Dymond’s Home

Dymondshome

Two weeks to the day of her gaining her wings, she is finally home. Her pawprints will forever be in my heart and I miss her immensely.

I purchased this beautiful urn from perfectmemorials.com. It spins 360 degrees and has five slots to insert pictures of my furry baby. The top comes off and I put her remains, her paw print and her hair clippings inside. I also bought a pendant and put some of her ashes in it, now I can always  have her close to my heart.

Dymond, I’ll love you forever and always!!!!

Two weeks…

WOW!!!! It has been two weeks since my Dymond gained her wings. These two weeks have been the hardest this far in my life. The whirlwind of emotions are virtually indescribable, there will forever be a void in my heart. I know God is with me through this extremely difficult time and that brings me great joy and comfort. I have been focusing a lot on the wonderful moments (which was everyday) with my girl.

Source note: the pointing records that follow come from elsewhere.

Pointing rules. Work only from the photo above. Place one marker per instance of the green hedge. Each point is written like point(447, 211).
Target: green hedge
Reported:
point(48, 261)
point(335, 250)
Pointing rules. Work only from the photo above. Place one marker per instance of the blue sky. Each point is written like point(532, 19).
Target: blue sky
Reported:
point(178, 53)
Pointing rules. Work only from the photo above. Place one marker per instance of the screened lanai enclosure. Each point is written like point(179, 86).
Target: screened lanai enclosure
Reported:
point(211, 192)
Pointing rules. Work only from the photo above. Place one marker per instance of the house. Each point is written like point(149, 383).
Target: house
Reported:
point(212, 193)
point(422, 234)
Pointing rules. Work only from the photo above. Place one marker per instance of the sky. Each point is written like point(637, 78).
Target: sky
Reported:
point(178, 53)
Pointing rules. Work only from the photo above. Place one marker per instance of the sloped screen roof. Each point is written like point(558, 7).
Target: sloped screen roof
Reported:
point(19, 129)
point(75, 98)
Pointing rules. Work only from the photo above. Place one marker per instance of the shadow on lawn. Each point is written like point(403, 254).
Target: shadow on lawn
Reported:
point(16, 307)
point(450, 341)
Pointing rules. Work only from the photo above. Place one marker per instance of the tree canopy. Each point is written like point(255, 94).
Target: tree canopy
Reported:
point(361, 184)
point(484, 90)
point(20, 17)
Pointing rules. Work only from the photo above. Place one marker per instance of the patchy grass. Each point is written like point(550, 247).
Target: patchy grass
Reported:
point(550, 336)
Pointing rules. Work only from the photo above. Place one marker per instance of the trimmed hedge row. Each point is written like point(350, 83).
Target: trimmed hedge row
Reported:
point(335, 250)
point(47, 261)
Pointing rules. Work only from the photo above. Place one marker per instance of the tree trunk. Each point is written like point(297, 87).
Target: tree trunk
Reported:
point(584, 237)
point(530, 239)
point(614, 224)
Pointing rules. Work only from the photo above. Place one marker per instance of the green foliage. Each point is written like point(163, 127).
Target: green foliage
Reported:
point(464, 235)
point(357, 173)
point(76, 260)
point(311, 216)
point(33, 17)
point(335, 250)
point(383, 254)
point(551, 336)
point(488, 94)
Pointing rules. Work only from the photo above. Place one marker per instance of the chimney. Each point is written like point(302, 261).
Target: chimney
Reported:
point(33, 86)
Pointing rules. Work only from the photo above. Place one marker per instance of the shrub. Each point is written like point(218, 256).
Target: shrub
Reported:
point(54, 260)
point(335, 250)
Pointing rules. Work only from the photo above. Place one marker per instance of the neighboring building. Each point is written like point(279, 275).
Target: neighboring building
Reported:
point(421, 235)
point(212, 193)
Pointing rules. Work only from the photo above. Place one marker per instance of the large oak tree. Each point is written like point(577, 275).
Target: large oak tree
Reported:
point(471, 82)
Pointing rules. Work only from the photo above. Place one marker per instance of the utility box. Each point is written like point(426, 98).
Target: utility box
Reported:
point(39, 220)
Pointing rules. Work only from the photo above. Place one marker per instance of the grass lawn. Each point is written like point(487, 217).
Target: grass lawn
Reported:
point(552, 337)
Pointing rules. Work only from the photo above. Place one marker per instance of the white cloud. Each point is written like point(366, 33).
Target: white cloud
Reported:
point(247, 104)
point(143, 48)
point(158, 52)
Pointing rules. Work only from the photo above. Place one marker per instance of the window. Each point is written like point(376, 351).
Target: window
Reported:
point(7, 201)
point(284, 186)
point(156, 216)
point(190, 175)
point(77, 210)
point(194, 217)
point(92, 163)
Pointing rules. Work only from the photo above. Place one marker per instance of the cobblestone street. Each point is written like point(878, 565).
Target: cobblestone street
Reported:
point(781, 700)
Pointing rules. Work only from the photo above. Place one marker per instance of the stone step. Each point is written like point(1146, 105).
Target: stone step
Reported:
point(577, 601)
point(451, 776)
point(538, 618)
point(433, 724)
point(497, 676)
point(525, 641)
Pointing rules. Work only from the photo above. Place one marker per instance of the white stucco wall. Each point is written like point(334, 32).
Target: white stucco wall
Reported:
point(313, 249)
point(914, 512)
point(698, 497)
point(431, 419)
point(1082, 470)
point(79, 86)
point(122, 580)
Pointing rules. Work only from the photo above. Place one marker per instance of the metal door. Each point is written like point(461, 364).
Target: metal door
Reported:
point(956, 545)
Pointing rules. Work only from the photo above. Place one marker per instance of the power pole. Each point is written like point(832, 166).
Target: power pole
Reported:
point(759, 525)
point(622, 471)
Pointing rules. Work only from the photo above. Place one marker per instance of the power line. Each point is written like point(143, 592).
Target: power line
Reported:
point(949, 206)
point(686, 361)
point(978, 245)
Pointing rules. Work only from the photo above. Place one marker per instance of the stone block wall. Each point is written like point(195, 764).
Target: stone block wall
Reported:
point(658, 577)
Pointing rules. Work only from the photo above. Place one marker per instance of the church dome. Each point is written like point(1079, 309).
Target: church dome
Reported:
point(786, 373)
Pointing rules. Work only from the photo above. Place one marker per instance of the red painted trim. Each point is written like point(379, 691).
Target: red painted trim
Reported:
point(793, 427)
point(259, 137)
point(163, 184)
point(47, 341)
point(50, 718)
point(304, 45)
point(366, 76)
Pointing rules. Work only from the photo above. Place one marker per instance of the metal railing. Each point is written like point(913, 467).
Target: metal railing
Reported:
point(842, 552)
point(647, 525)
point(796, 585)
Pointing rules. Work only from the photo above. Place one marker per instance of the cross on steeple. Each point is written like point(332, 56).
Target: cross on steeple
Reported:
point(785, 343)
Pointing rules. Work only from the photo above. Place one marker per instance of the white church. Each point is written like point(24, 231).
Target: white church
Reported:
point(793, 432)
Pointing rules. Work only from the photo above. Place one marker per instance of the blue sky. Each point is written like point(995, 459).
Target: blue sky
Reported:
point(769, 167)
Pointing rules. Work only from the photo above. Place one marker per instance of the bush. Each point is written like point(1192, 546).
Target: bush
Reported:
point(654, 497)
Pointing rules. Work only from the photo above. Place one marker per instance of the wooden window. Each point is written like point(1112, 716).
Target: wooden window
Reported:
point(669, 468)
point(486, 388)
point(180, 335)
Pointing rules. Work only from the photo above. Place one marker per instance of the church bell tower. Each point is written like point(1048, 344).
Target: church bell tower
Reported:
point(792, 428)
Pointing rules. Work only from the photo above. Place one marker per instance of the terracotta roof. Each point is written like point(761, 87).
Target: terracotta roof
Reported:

Amongst the positive things, I have been working hard on my business (which has been two years in the making), where I create handmade pet keepsakes and home décor.

It has been amazing to be embraced by so many wonderful people, thank God for you guys, for reminding me that it is okay to cry, to be sad, to be happy, to smile, to remember, to love and to live. I will forever be in debt to this site and to the selfless people who have restored my belief in the human spirit.

 

Not getting easier

Each day gets a little harder, not easier. Today I was reminded of the reason why I used to get up a little earlier every morning. I knew I needed extra time to care for Dymond, but now I get up and I have too much time to get myself ready. UGH…who said this gets easier?!? Every task and every morning I wake up just reminds me that her presence is so deeply missed. (((sigh))) Dymond you will always be my inspiration.

Setback…

Saturday, I felt better, meaning it was the first day I felt myself smile and feel a calmness. That was SO short lived because I woke up this morning in a funk and found myself sad again. Today it has been one week since Dymond’s passing and I am still so VERY sad. My Mom scheduled a memorial for Dymond tonight at rainbowsbridge.com (you can search her name) and it is for everyone, who has loved and lost a pet. Some of you may want to do this as well. 🙂

Thank you for the continued support, love, encouragement and uplifting sentiments. I greatly appreciate each of you, as you have made this transition that much easier to cope with.

Feeling guilty…

It has been 6 days since I lost my best friend. The one who never said a word, yet she helped me through so much.

Today seems a little better, but now I feel guilty because I smiled. I feel like I should be sad and crying. I feel like it is too soon to smile and too soon to laugh.